After the first five minutes, we all forgot that we were in a simulation, the influx of patients who had to see the doctor, from scratches, to changing “aches” by the patients minute to minute and curious bystanders who wandered in at a moment and even successfully robbed stethoscopes and even the radio communication system at one point. Worth mentioning is that while we acted, the LandsAid trainers expressed their grief so brilliantly that it made me momentarily speechless, rather than respond instinctively, as if the horrors they’d seen were alive right before their eyes. Interrupting myself from responding to deal with triage was distressing because on the one hand I had a lady telling me about the loss of everything from children, husband to home, and on the other hand trauma patients, needing immediate attention.

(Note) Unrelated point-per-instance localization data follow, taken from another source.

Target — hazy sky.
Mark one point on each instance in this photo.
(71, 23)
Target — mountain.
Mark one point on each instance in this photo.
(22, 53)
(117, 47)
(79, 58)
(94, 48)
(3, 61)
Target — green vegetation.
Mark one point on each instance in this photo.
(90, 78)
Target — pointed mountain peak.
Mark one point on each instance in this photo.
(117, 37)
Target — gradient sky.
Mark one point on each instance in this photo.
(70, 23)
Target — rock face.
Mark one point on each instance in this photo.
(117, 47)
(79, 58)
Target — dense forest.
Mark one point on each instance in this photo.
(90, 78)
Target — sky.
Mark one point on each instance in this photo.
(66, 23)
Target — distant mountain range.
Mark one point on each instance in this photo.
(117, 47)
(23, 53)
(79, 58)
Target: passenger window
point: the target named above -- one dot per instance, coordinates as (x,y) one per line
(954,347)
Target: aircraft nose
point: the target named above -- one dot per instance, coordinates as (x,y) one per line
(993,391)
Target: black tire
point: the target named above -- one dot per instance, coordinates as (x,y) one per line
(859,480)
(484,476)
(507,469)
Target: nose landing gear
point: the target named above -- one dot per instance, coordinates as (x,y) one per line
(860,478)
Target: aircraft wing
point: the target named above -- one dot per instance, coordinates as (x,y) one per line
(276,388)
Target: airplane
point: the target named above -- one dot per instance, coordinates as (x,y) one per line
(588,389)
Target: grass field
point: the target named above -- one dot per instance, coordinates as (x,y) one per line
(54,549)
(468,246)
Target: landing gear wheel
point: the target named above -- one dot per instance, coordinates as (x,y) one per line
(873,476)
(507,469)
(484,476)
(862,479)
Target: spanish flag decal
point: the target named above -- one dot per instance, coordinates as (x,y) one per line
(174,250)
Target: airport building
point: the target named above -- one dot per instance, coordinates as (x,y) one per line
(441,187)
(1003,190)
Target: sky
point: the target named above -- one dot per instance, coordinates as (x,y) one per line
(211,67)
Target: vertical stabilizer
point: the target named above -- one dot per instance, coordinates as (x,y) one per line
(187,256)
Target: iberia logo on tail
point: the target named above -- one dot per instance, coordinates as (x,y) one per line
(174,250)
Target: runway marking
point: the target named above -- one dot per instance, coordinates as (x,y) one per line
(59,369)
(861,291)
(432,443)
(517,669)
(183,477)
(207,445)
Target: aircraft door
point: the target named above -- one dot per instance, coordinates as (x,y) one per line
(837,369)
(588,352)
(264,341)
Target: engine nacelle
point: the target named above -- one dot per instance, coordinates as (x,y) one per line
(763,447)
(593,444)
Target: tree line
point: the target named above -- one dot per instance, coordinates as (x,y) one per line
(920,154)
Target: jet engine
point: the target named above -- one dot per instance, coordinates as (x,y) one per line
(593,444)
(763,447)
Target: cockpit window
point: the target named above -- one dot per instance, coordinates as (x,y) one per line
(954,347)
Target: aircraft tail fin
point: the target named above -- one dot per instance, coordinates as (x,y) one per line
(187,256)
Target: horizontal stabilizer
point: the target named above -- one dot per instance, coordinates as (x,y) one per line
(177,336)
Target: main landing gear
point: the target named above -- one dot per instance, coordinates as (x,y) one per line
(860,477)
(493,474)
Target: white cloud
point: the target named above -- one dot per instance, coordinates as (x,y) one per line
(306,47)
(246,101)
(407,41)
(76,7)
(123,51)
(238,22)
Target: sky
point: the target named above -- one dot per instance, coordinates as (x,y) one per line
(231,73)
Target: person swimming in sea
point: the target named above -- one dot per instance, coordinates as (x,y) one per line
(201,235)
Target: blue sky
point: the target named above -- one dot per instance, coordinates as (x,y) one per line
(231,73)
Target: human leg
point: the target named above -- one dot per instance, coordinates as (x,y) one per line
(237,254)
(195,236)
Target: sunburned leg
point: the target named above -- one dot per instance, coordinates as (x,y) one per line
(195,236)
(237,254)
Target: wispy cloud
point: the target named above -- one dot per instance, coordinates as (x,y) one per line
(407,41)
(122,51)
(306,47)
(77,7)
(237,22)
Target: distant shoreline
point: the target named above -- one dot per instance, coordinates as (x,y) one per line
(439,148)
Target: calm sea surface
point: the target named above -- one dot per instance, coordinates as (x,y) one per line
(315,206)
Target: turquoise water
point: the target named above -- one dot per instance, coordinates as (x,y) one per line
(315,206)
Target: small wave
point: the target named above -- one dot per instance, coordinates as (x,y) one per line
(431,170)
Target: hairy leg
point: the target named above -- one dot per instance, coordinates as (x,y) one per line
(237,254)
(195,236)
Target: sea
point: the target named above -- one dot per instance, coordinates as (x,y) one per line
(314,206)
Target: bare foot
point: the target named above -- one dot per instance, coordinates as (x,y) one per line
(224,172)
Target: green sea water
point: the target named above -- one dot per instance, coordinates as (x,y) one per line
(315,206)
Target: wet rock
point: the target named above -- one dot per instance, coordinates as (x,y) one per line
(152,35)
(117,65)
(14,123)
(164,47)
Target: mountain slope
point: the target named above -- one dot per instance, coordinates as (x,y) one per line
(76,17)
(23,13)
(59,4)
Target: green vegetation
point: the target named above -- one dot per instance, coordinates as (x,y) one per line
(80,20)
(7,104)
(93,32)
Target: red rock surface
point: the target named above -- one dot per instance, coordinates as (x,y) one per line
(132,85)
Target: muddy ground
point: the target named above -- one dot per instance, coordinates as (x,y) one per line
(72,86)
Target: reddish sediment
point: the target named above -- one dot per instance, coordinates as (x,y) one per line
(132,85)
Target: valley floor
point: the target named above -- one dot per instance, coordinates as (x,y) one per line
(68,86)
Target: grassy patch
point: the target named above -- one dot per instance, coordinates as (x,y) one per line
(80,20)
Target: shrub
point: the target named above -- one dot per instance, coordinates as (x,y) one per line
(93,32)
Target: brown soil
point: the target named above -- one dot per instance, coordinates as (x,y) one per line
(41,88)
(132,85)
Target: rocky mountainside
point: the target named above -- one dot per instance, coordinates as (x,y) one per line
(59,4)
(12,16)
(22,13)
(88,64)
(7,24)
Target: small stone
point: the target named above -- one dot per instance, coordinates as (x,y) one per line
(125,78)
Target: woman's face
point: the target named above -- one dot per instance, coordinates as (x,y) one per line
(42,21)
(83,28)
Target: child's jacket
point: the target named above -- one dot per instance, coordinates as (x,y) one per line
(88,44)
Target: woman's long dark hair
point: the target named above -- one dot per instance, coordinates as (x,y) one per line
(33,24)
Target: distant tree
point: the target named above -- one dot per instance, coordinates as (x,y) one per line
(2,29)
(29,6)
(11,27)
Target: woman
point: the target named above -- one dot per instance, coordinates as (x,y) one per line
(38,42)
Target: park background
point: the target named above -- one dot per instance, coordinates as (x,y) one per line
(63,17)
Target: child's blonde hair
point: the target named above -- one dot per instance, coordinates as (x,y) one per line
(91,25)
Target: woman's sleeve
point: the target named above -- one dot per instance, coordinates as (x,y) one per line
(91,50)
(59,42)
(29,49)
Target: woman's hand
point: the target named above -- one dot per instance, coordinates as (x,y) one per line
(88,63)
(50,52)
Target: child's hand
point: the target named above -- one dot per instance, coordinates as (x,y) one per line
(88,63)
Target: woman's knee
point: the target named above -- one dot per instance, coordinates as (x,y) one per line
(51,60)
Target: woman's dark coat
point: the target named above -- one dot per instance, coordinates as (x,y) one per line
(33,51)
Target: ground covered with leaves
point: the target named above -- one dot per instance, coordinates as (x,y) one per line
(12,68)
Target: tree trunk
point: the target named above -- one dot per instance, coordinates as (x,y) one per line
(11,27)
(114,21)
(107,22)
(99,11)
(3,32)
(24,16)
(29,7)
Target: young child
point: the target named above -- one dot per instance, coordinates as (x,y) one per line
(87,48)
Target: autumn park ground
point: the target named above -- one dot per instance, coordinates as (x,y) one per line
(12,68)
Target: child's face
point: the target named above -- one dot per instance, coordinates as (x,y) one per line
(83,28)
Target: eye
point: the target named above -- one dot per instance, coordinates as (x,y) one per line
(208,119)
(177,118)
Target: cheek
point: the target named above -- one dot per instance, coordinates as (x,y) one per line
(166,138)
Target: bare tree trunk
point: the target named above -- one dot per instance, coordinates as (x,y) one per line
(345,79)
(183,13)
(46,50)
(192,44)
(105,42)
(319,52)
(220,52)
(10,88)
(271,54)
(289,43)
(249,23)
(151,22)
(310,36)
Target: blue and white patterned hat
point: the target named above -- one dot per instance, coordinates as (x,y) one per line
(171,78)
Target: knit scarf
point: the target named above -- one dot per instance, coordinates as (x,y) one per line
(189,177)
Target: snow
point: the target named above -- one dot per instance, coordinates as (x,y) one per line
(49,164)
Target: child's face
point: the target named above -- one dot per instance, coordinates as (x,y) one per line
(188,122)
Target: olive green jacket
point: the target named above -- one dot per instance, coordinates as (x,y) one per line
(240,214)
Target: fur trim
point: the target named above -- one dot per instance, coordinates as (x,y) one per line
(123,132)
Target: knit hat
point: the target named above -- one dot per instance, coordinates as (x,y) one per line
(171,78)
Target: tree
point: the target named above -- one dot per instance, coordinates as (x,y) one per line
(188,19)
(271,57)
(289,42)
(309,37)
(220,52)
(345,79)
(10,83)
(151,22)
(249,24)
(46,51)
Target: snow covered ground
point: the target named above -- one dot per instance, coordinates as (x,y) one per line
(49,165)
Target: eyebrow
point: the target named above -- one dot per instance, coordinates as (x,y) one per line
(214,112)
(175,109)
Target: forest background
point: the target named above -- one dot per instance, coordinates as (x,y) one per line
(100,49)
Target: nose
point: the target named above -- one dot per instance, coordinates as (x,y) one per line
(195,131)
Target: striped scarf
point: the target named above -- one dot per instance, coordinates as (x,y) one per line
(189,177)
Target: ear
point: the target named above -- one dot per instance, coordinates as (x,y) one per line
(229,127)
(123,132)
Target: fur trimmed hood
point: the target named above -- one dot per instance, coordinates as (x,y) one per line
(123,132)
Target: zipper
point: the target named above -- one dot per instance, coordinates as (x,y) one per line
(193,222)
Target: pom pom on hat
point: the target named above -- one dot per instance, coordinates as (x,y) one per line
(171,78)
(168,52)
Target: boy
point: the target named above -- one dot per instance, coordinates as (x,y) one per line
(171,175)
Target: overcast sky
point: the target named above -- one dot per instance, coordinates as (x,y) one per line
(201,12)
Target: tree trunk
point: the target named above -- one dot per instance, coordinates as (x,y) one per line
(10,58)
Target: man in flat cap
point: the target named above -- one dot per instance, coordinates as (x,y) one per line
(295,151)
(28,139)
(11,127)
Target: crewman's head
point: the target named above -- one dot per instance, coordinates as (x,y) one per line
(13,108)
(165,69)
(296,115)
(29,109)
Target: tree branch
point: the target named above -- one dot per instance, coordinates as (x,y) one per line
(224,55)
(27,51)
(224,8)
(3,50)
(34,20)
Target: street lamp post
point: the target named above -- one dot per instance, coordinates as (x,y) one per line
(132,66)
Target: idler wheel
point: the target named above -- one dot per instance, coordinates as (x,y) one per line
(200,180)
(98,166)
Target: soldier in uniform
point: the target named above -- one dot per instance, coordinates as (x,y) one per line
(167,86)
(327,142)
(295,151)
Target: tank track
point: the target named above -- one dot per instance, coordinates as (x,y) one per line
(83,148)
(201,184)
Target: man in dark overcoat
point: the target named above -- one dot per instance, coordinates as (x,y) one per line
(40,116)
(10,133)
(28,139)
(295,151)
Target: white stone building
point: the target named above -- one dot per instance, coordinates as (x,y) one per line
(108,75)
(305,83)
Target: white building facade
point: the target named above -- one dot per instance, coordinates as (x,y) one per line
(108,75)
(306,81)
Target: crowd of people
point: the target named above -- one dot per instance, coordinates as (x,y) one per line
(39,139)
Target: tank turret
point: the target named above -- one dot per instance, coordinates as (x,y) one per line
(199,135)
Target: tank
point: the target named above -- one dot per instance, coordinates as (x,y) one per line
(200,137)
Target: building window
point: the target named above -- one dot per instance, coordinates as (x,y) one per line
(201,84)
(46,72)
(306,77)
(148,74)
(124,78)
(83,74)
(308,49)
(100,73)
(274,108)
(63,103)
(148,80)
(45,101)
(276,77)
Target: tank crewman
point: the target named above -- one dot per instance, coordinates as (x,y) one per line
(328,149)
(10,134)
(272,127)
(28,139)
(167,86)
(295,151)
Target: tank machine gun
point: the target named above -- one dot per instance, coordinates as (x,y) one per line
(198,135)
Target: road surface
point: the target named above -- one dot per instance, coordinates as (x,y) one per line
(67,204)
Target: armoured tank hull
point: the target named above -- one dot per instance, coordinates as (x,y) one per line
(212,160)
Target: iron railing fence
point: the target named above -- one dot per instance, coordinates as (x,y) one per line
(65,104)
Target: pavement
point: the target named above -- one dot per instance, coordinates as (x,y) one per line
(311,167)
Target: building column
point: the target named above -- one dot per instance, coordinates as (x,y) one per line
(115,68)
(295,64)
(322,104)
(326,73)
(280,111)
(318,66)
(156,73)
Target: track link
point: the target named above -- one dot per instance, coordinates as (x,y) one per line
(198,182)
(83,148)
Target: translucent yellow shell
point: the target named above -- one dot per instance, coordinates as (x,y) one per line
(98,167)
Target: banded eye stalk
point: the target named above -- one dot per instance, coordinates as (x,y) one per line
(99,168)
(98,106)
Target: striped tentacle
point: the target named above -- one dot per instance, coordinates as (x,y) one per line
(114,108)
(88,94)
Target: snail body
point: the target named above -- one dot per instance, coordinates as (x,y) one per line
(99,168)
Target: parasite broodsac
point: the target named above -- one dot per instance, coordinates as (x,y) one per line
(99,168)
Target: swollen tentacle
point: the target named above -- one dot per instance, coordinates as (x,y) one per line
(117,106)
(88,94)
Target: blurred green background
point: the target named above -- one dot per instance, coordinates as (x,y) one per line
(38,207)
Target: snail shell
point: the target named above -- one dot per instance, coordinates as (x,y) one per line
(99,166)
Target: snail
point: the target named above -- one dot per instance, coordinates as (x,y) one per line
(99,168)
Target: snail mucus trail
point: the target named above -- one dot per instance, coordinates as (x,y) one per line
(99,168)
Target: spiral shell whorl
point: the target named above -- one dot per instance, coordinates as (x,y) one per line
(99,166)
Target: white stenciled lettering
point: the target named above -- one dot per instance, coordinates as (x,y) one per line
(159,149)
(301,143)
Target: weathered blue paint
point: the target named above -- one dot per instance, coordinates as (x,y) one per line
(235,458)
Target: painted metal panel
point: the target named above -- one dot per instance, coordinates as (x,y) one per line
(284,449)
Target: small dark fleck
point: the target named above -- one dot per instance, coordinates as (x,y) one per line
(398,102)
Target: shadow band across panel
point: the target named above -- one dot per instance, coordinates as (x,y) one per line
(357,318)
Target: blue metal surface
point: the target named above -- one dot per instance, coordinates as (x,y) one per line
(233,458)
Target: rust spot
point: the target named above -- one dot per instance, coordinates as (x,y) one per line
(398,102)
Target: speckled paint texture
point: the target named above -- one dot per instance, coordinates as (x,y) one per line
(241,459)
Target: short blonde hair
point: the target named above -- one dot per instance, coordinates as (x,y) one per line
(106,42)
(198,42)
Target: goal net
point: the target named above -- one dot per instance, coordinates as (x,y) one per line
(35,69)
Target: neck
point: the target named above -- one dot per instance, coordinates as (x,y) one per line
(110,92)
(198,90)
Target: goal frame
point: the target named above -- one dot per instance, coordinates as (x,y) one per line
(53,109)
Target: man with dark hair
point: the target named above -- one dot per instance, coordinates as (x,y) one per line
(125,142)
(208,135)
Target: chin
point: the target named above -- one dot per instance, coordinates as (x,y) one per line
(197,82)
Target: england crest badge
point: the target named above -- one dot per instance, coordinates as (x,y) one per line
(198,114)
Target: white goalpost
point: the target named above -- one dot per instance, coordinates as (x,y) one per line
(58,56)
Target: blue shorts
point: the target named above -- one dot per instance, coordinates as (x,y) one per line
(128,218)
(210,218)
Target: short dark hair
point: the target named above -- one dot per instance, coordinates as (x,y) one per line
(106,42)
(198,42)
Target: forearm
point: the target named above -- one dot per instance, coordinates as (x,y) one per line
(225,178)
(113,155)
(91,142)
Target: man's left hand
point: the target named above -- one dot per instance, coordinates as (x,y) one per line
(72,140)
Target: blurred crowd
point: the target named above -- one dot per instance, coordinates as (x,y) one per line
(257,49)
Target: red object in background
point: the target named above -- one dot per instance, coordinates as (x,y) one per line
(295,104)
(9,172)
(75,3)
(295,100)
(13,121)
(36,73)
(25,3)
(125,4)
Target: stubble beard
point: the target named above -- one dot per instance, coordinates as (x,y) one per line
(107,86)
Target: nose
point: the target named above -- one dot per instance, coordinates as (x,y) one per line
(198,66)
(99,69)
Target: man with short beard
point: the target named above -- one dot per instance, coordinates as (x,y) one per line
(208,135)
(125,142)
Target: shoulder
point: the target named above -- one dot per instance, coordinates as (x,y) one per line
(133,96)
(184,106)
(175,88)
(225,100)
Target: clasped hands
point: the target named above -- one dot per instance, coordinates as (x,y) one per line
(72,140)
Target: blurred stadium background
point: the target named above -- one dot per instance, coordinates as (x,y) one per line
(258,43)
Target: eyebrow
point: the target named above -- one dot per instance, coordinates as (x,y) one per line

The highlights were when the Governor (Dick) from LandsAid trainer wore a clack shalwar kameez with an imperial air that all such officials usually have, wanting protocol , to bypass security and demanding tea as if he was bestowing favors on the International Aid workers who were there volunteering to serve his people. Also worth mentioning was the feudal lord, who kept ranting about not taking ‘permission’ to set up the mobile clinic on his flood-devastated land. To which our project coordinator aptly responded, ‘We’re here to help your people and your land isn’t running anywhere, it’ll be here even after we do our job”.
The cherry on top was when we as an international team almost fell into the trap of hijackers, because we assumed the call was from the Headquarters without demanding the call sign, but some quick thinking by Sana saved the entire team.
From anti-government demonstrations which compromised our neutrality because of inviting the governor into our clinic rather than holding the meeting at a different place, to realizing that Dick actually wanted tea, when I handed him an empty cup he exclaimed, “I want Tea! I think I’m a very good actor -but I wanted tea. In, reality”.
As a multiplier I definitely wish to see this effort spread to high schools and universities because as we saw in ’05 it was the youth that were first responders and their spirit and dedication that carried them through three consecutive day and nights of rescue & relief work. Arming them with knowledge would be the best form of mobilization.